Lord Elphinstone was evidently more affected than he seemed at first, so Jeanette insisted on healing him as soon as they were back in the fortress. Both Senhor Capoeira Capybara and O Tse laid their hands on her shoulders to lend her their energy. She touched the healing jewel on her necklace and she felt the power go out of her and through her. There was more--a lot more--than she had expected, and when she was done and the tiger stood up, the other three were extremely tired.
“You’ve been carrying a lot more injuries than just this--which surprises me not one bit,” said the capybara.”
“I’m ashamed to admit the truth of that. Pride and folly, and now I’ve drained Jeanette too much,” he rumbled.

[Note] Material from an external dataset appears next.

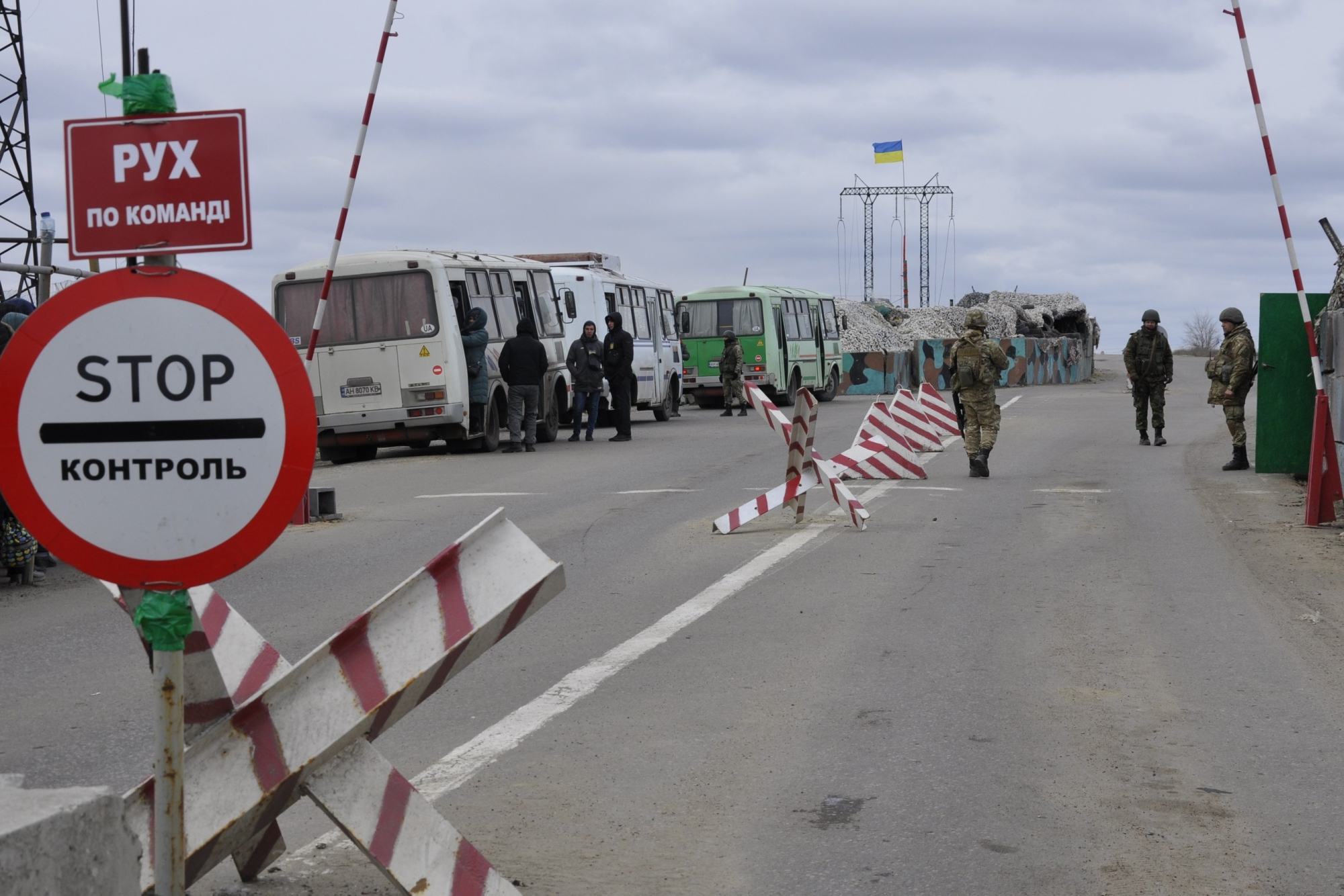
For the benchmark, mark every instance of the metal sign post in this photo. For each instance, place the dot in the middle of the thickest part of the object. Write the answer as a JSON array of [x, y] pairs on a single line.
[[158, 433]]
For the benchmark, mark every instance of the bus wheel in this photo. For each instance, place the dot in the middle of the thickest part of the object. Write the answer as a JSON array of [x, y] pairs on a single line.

“At least we have time for her to recuperate--and we have you to thank for that. So I think that averages out to a moderate kick in the pants, you big dope.”

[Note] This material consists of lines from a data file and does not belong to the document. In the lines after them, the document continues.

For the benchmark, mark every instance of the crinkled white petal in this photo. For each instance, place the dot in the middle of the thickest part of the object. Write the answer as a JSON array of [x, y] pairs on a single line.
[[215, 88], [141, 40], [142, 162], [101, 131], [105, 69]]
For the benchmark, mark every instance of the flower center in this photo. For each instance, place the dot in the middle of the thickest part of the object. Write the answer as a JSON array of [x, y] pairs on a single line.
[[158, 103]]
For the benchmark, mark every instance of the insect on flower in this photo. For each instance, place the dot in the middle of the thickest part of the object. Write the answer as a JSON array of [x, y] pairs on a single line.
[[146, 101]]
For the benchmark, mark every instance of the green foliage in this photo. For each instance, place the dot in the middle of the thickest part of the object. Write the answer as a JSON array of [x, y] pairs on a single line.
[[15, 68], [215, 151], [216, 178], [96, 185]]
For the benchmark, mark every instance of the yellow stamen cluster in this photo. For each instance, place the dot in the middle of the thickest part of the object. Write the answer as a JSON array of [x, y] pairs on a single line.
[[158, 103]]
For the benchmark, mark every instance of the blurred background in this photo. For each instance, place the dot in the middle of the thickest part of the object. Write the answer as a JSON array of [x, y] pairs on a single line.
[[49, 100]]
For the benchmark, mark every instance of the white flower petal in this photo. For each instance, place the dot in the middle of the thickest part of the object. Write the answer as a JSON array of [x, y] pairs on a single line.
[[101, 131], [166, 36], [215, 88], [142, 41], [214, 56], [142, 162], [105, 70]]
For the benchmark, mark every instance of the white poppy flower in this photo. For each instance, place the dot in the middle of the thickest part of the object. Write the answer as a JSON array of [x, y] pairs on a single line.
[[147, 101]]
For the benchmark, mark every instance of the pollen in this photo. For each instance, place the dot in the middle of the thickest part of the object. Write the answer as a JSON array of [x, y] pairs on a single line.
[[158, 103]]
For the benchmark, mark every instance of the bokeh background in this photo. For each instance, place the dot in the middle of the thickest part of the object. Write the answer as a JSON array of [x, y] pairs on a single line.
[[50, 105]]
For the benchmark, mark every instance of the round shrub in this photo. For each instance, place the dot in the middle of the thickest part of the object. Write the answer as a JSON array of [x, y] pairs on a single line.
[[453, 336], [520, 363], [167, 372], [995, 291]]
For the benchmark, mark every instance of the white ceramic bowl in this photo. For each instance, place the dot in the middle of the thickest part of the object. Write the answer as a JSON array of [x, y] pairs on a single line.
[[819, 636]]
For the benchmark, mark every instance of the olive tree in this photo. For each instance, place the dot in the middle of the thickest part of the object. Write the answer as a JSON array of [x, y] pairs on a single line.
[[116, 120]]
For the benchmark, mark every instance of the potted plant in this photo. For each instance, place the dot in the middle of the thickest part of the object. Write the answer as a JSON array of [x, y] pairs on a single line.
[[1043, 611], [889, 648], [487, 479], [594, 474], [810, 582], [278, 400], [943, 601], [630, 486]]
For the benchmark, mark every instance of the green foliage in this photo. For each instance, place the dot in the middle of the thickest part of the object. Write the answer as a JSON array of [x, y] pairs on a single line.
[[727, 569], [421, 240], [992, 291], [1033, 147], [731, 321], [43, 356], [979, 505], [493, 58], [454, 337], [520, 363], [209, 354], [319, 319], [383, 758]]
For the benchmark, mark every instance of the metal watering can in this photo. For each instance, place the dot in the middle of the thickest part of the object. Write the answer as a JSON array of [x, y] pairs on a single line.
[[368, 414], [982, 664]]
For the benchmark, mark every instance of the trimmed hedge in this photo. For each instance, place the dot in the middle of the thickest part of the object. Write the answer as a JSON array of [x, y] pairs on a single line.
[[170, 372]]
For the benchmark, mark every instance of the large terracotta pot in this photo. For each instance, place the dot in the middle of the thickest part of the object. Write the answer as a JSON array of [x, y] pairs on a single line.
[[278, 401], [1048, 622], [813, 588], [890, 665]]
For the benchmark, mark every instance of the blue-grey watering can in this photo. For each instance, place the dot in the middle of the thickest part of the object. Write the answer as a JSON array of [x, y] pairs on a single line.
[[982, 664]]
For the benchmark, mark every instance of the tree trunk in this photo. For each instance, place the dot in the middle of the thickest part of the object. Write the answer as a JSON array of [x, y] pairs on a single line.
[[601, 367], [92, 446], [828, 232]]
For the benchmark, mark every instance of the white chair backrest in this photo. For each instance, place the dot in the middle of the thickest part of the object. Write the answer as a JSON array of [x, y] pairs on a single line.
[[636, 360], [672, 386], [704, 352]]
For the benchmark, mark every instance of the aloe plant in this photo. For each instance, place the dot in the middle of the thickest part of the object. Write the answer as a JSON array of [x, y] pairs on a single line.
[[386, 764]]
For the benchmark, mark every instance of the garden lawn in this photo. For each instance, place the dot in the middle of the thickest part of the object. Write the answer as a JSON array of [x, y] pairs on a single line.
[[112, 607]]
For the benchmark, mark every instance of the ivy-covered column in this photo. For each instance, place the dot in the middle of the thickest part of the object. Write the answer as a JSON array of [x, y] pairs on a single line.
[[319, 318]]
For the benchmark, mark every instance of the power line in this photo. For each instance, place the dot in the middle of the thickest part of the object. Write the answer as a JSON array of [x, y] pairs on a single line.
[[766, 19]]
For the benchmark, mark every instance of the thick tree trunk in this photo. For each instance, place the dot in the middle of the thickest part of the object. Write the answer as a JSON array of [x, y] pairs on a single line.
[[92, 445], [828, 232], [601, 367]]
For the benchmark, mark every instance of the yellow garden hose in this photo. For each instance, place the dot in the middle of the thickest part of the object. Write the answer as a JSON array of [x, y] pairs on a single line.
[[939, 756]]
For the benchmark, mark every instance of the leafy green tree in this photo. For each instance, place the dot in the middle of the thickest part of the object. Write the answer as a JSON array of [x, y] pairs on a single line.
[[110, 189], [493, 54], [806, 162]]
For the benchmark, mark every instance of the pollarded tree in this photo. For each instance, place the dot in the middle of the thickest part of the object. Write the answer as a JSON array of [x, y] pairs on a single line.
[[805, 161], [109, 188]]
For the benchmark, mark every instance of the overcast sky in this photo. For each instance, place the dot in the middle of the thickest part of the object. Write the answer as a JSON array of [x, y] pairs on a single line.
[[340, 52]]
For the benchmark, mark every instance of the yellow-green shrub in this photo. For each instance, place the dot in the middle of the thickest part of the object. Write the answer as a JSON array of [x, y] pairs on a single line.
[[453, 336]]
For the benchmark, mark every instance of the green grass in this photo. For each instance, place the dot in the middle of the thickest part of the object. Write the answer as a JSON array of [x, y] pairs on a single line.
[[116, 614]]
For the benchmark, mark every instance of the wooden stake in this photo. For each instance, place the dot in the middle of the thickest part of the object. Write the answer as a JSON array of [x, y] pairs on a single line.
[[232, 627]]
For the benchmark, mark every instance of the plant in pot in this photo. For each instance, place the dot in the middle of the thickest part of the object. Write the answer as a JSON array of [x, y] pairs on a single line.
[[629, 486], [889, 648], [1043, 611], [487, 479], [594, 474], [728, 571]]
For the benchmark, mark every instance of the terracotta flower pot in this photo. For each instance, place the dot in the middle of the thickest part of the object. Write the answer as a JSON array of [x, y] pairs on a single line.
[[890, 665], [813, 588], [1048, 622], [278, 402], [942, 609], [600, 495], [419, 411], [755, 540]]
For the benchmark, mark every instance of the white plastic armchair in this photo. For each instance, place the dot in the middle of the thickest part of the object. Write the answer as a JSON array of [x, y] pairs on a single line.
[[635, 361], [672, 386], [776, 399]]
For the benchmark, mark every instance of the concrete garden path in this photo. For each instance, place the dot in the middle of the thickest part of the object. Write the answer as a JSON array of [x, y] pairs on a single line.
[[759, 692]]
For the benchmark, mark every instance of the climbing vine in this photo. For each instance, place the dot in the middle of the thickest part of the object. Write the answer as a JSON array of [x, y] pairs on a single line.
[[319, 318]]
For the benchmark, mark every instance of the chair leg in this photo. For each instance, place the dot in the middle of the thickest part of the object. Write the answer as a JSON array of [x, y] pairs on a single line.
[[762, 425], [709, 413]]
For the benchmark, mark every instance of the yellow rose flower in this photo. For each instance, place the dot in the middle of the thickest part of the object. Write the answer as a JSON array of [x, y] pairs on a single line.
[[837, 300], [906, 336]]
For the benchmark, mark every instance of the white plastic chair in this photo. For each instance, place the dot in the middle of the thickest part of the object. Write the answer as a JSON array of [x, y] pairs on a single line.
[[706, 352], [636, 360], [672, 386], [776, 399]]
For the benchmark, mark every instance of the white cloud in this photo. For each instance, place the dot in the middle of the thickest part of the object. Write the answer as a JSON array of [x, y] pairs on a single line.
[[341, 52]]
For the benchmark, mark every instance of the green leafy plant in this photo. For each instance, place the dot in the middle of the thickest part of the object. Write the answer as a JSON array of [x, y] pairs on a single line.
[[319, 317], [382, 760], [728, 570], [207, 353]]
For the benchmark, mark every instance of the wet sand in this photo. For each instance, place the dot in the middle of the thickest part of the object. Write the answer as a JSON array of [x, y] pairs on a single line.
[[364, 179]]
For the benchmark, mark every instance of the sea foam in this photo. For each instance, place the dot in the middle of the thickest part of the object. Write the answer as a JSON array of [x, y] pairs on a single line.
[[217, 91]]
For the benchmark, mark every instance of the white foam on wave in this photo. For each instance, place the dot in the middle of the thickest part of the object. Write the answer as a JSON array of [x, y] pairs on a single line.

“I will take it as having been administered. I am sorry.”
Senhor Capoeira came to the barren stone cell Jeanette had adopted. She was lying next to the wall with her backpack behind her head and Gad the beetle--now gorgeously colored, he noticed--on her stomach. He pulled out two special blankets that her father had been carrying ever since the world of the Rose and Briar, rolled one up to replace the lumpy book-filled backpack, lifted up the beetle and covered her with the other. Then because he could not pretend having energy anymore either, he settled down on his stomach next to her.
“Of all the places to recuperate in, this rough little room is pretty low on the list. Not much like Avalon, or that rental in Storisende.”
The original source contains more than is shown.